The new Aston University Engineering Academy will support the newly launched Vocational Diplomas and Young Apprenticeships for 14-19 year olds.
For further information please contact Alex Earnshaw, Aston University Communications on 0121 204 4549
Notes to editors;
The UK’s University Technical Colleges initiative, which includes the Aston University Engineering Academy, has been proposed and promoted by former education secretary Lord Baker and the late Lord Dearing as a bridge between vocational and academic education.
- The new Aston University Engineering Academy will support the newly launched Vocational Diplomas and Young Apprenticeships for 14-19 year olds.
- It will also enable students to achieve GCSEs in English, Maths, Science and IT which will be learnt alongside the chosen vocational specialisms.

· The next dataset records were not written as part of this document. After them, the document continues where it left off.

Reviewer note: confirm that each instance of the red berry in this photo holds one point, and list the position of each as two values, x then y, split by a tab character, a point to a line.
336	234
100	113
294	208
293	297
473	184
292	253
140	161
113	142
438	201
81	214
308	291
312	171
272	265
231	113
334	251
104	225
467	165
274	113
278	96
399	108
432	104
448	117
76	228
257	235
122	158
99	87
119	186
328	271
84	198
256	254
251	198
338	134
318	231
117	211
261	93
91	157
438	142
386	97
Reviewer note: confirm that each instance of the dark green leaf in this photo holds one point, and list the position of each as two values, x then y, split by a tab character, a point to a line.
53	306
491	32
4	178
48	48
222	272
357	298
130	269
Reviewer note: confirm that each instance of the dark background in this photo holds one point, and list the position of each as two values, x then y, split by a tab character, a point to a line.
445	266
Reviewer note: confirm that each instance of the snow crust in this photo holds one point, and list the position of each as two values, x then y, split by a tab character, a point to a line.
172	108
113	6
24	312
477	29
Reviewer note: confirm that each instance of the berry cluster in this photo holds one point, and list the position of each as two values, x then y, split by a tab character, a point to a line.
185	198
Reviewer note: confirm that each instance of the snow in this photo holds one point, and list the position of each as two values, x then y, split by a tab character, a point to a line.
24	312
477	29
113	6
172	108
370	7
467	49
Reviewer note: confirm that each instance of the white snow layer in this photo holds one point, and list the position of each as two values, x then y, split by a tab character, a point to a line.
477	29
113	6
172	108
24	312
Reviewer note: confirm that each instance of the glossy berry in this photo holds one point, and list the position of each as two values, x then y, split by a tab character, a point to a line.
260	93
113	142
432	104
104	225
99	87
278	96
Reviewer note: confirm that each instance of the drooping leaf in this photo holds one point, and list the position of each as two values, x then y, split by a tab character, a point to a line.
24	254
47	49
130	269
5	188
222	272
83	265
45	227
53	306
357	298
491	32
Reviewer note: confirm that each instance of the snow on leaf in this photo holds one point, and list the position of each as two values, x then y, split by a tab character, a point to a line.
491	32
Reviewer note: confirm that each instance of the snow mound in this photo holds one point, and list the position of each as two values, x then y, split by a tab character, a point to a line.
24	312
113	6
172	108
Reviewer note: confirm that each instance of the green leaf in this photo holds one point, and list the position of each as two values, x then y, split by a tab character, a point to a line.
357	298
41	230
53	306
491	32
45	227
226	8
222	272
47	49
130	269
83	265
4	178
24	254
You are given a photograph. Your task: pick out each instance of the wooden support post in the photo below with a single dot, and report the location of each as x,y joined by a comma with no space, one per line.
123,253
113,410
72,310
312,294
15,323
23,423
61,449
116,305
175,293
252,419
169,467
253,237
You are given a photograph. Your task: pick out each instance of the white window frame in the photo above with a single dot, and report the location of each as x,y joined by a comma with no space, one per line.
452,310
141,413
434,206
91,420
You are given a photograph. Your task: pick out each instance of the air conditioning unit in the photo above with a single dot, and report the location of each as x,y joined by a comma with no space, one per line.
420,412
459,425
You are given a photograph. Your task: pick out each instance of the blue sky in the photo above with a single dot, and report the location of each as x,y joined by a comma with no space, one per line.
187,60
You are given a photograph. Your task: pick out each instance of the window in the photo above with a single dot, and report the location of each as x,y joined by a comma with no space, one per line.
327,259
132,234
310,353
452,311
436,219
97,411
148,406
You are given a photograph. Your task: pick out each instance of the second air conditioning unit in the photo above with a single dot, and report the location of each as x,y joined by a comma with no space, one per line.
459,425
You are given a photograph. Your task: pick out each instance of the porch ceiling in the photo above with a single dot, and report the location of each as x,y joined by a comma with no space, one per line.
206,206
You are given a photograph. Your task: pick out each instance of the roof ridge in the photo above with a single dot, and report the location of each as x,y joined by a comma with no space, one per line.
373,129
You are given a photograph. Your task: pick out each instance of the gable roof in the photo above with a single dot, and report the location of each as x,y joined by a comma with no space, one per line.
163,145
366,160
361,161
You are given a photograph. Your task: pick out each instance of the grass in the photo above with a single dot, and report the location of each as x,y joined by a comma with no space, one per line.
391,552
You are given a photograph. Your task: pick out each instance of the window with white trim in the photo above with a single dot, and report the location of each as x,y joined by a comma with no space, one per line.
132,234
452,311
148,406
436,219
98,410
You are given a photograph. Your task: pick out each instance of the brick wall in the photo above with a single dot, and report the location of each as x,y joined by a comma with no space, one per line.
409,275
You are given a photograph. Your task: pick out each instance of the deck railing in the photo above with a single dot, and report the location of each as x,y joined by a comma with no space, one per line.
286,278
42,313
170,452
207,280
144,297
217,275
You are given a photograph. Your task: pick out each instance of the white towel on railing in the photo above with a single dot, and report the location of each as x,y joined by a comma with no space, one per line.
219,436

- University Technology Colleges will aim to prepare students to work for an apprenticeship, a Foundation Degree or other HE qualifications with the help of the local sponsoring university.
- The Aston University Engineering Academy, Birmingham is being supported by Birmingham Metropolitan College – a Centre of Vocational Excellence in engineering – Rolls-Royce plc, National Grid, E. ON, Metrology Ltd, Sterling Power Group Ltd and the Veolia Environmental Development Centre Ltd.
- It will be non-selective and students will be drawn from across the city.
- The Aston University Engineering Academy, Birmingham is one of the eight academies proposed by Birmingham City Council and one of two new build specialist centres. The other is the Birmingham Ormiston Academy – Digital Media, Creative and Performing Arts, focused on preparing youngsters from the West Midlands for careers in the creative industries.
- Six secondary schools are earmarked to become Birmingham Academies – The Heartlands High (Nechells), The College High (Erdington), St Albans (Highgate), Sheldon Heath (Sheldon), Shenley Court (Northfield) and Harborne Hill (Edgbaston).
- Lord Baker is a former Secretary of State for Education and Science. He introduced the National Curriculum, City Technology Colleges – the predecessor of Academies – and enlarged the roles of universities and the former polytechnics.
- The late Lord Dearing was a cross Bench Peer specialising in education. He chaired the last major review of Higher Education and in making reviews of the school curriculum proposed provision for a vocational programme post 14.